I ran the Black Mountain Marathon a few weeks ago. Beautiful conditions at the start line; it was about 36° F at sunrise and the day was sunny. No trouble for the first 10 miles, feeling good. Then, of course, the suffer-fest began: towards the top, because of previous snow and above-freezing temperatures, it got to the point where everyone was was basically running in ice water AKA snow-melt! The course was slippery because of the melting ice, too, and I almost fell several times. The course was an up-and-down up from Black Mountain to Mt. Mitchell, and I went up too fast (I was trying to prove something about the race cutoff, but that’s another story), so I started hurting halfway through the race. It wasn’t my most painful race, but neither was it the easiest.
Yet: it was one of the greatest races ever.
Through it all, someone had thought to put the encouraging signs below up throughout the 26.2 mile race course. They made me laugh, they encouraged me, and even though I had no idea whether the race organizers had everything to do with the signs, it made me love every single one of those race organizers without reservation. I posted later on Facebook, “I love you like a brother or sister, sign-making person!”

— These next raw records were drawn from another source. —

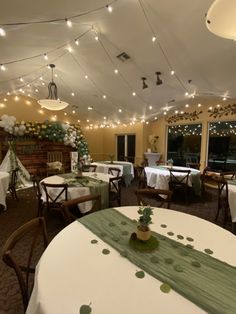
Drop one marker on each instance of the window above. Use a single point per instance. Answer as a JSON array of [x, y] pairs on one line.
[[184, 144], [125, 147], [222, 146]]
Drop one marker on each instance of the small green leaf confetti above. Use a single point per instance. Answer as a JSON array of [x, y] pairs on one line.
[[115, 238], [208, 251], [124, 253], [140, 274], [189, 239], [124, 232], [85, 309], [178, 268], [189, 246], [169, 260], [103, 234], [165, 288], [105, 251], [154, 259], [164, 226], [196, 264]]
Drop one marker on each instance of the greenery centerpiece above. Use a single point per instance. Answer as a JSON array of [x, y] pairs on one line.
[[143, 231]]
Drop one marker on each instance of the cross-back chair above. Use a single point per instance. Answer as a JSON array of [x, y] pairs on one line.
[[31, 233], [89, 168], [161, 197], [115, 190], [55, 195], [13, 183], [114, 171], [179, 180], [71, 209]]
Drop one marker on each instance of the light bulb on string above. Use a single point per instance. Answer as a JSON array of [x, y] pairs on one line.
[[2, 32]]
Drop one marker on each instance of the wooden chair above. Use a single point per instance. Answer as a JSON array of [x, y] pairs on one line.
[[114, 171], [52, 159], [13, 183], [160, 196], [38, 194], [89, 168], [223, 202], [141, 176], [55, 195], [115, 190], [178, 182], [33, 232], [71, 210]]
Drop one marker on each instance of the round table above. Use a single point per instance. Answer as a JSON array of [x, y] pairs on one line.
[[73, 272], [4, 183]]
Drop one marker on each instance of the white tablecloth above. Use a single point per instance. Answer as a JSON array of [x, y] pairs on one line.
[[76, 191], [73, 272], [4, 183], [158, 178]]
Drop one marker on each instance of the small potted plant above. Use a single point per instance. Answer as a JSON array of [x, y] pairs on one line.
[[143, 231]]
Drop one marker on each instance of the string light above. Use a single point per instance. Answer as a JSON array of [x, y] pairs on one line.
[[2, 32]]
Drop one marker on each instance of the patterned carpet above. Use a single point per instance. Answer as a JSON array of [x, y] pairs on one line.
[[25, 208]]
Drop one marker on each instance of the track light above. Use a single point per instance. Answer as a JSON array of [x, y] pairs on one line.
[[144, 82], [159, 81]]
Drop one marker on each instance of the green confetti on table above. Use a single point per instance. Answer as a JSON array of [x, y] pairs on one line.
[[196, 264], [105, 251], [178, 268], [208, 251], [124, 253], [154, 259], [189, 239], [165, 288], [163, 226], [103, 234], [140, 274], [115, 238], [124, 232], [169, 260], [85, 309], [189, 246]]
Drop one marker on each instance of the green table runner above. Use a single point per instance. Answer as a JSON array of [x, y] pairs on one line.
[[200, 278], [96, 186]]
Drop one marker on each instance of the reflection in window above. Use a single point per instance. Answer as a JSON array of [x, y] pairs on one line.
[[222, 146], [184, 144]]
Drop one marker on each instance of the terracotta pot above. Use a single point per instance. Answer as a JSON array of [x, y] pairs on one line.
[[143, 235]]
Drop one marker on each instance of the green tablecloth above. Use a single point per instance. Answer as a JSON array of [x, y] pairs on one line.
[[202, 279], [96, 186]]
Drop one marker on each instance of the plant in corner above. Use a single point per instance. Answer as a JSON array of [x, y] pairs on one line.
[[143, 231]]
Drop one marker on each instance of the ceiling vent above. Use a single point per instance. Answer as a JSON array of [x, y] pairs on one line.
[[123, 56]]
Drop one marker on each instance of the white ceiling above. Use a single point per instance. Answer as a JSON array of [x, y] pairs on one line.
[[183, 41]]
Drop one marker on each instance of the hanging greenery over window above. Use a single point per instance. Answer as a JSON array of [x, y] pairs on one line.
[[53, 131]]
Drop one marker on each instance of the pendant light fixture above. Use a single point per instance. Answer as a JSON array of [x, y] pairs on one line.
[[52, 102]]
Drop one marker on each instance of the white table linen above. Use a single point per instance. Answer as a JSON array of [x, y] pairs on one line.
[[75, 191], [158, 178], [4, 184], [73, 272]]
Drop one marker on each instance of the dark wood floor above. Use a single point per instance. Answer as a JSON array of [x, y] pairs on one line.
[[25, 208]]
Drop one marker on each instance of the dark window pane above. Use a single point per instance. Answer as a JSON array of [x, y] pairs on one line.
[[222, 146], [184, 144]]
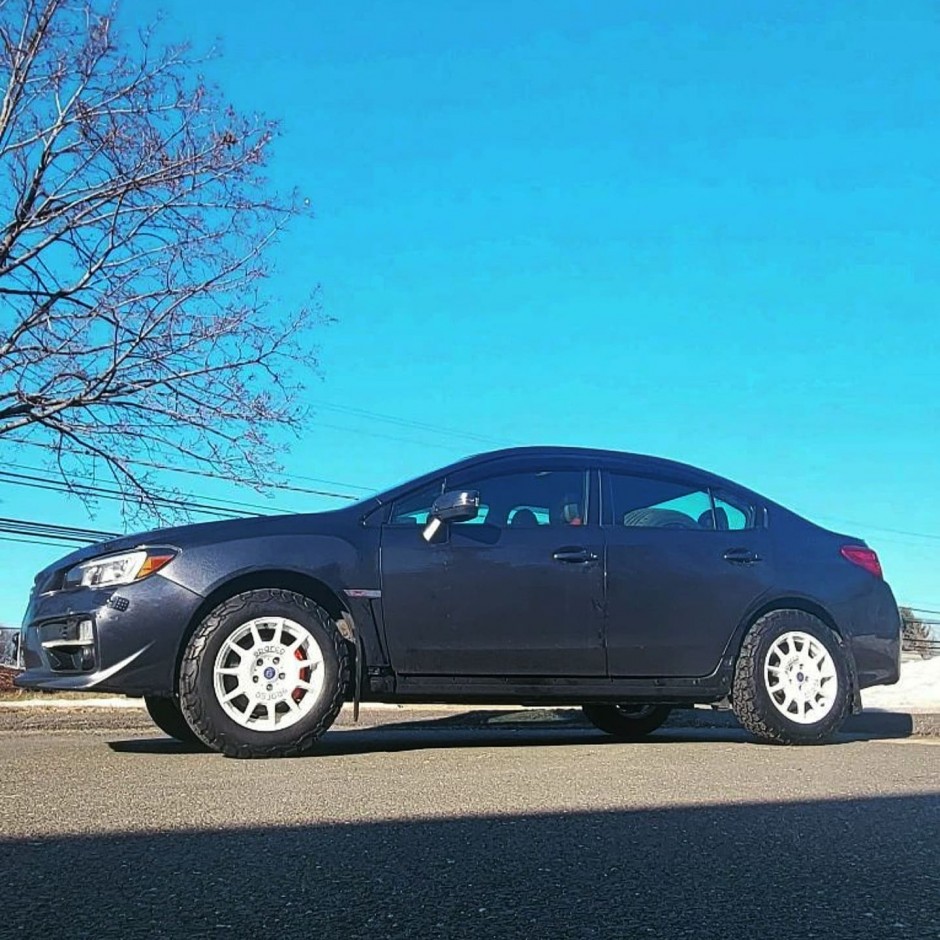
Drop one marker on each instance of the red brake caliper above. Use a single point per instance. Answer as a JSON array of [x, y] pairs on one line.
[[298, 694]]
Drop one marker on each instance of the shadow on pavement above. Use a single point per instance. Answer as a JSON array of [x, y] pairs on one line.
[[845, 868], [526, 727]]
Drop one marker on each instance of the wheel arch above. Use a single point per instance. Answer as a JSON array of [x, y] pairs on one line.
[[280, 578]]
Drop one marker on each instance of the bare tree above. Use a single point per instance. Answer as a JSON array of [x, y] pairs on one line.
[[134, 223]]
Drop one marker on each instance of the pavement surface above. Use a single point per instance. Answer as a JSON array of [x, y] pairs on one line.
[[489, 824]]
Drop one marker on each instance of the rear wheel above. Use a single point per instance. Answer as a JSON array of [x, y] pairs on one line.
[[627, 722], [791, 680], [264, 675], [166, 715]]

Stupid, right? I mean, they didn’t do it specifically for me, they just did it. And maybe it wasn’t even someone who was affiliated with the race. Still made it one of the greatest races ever. Emotion trumps fact every time.
Our customers experience pain in many ways. Sometimes they bring it upon themselves. Sometimes we unintentionally cause it, like when we ask customers to sit through a “coyote meeting” (you know, the ones where you’d rather gnaw your own arm off than have to continue sitting through) to get important information like security training. The list surely goes on.
Maybe we need to encourage customers, clients, and coworkers more often, whether or not we’re the cause of the pain. Putting cynicism about corporate Pollyanna policies aside, maybe we even need to over-encourage.
What’s the difference between helpful over-encouragement and stupid platitudes? How about sincerity? How about displaying an understanding of the difficulty of the day? A little effort to develop true understanding goes a long way.
With the right kind of over-encouragement, I think we might make work go from less of a sufferfest to more of a meaningful part of life.
It is powerful. And you can do it. You all are amazing! You’ve got this!